Italian wines are emerging as a serious contender for Australian collectors, offering depth, rarity and value as French benchmarks continue to climb.

By Jeni O'Dowd
Tue, May 5, 2026 2 min

Italian fine wines are gaining momentum among Australian collectors and drinkers, with new data from showing a surge in interest driven by value, versatility and a new generation of producers.

Long dominated by France, the premium wine conversation is beginning to shift, with Italy increasingly positioned as a compelling alternative for both drinking and collecting.

According to Langtons, the category is benefiting from a combination of factors, including its breadth of styles, strong food affinity and more accessible price points compared to traditional European benchmarks.

“Italy has always offered fine wine fans an incredible range of wines with finesse, nuance, expression of terroir, ageability, rarity, and heritage,” said Langtons General Manager Tamara Grischy.

“There’s no doubt the Italian wine category is gaining momentum in 2026… While the French have long dominated the fine wine space in Australia, we’re seeing Italy become a strong contender as the go-to for both drinking and collecting.”

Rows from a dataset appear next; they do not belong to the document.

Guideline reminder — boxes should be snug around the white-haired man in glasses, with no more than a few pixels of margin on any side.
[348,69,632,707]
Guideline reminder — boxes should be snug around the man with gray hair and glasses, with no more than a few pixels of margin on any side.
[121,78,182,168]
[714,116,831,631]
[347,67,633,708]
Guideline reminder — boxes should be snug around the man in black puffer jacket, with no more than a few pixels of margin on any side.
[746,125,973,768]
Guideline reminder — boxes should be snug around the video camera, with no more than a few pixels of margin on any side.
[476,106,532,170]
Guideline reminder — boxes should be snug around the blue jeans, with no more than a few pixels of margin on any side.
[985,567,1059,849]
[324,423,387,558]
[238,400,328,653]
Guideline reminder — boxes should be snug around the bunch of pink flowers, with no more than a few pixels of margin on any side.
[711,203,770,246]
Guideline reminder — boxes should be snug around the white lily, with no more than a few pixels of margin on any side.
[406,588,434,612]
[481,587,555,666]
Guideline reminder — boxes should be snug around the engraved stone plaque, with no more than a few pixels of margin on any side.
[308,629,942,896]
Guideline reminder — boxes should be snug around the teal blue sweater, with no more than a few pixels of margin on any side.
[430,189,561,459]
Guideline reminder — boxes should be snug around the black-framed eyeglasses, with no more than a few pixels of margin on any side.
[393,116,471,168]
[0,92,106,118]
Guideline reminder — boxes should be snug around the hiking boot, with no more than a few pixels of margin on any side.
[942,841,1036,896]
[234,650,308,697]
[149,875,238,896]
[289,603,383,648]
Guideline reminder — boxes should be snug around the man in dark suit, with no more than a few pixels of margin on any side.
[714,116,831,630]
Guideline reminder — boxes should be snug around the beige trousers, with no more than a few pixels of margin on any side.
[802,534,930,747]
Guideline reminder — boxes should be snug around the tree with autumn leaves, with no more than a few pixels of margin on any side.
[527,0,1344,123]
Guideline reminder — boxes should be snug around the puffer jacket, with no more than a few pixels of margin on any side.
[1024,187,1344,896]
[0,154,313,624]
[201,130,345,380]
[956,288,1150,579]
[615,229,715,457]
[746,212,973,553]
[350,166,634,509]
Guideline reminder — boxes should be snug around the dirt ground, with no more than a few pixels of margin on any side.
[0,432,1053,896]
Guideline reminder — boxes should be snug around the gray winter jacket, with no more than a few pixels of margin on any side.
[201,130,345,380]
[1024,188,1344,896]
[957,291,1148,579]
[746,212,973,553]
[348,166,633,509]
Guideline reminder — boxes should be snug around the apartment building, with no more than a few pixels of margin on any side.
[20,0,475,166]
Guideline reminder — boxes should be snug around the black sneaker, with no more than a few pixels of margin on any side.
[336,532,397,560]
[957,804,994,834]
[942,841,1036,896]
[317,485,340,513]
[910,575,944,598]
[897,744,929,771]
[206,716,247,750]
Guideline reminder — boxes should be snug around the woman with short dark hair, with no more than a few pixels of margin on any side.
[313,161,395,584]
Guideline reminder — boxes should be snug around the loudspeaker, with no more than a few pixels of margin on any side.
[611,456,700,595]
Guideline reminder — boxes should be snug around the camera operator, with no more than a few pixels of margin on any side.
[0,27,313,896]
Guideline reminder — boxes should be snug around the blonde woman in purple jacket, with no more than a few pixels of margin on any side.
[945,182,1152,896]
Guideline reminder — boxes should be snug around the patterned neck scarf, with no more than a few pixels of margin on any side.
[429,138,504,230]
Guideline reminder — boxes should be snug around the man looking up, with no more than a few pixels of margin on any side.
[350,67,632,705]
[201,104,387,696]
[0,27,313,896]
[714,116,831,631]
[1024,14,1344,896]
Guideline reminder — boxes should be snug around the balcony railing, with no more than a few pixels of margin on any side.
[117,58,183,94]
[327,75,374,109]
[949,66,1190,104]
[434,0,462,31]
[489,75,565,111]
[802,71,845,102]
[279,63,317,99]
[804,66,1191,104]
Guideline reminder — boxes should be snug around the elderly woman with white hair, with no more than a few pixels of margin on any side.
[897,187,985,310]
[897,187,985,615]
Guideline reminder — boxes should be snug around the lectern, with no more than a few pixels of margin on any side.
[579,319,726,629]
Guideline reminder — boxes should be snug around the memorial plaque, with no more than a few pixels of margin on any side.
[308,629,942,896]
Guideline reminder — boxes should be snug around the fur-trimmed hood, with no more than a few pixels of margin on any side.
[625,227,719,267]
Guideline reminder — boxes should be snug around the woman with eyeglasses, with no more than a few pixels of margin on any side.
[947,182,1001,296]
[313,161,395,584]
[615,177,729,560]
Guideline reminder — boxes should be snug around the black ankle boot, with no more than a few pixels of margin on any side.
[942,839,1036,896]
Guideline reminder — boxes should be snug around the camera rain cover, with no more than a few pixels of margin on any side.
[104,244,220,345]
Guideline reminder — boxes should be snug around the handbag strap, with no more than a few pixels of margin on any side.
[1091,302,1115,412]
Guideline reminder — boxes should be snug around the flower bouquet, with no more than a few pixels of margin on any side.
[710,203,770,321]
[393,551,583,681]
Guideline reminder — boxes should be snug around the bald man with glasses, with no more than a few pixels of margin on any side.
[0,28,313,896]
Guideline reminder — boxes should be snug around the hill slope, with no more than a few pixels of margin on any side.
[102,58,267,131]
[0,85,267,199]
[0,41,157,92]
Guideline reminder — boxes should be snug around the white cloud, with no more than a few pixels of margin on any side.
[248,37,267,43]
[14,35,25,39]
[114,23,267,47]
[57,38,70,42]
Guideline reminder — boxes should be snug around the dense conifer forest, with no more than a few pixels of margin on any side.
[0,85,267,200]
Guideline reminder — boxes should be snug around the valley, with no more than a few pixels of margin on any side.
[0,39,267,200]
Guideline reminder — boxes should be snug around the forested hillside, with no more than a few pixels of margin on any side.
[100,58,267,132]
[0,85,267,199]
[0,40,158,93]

The shift is being reinforced by changing consumer preferences, with Langtons reporting increased demand for indigenous Italian varieties and lighter, food-first styles such as Nerello Mascalese from Etna and modern Chianti Classico.

This aligns with the broader rise of Mediterranean-style dining in Australia, where wines are expected to complement a wider range of dishes rather than dominate them.

Langtons buyer Zach Nelson said the category’s versatility is central to its appeal.

“Italian wines often have a distinct, savoury edge making them an ideal pairing for a variety of cuisines,” he said.

The move towards Italian wines also comes as prices for traditional French regions continue to climb, particularly in Burgundy, prompting collectors to look elsewhere for value without compromising on quality.

Italy’s key regions, including Piedmont and Etna, are increasingly seen as offering that balance, with premium wines available at comparatively accessible price points.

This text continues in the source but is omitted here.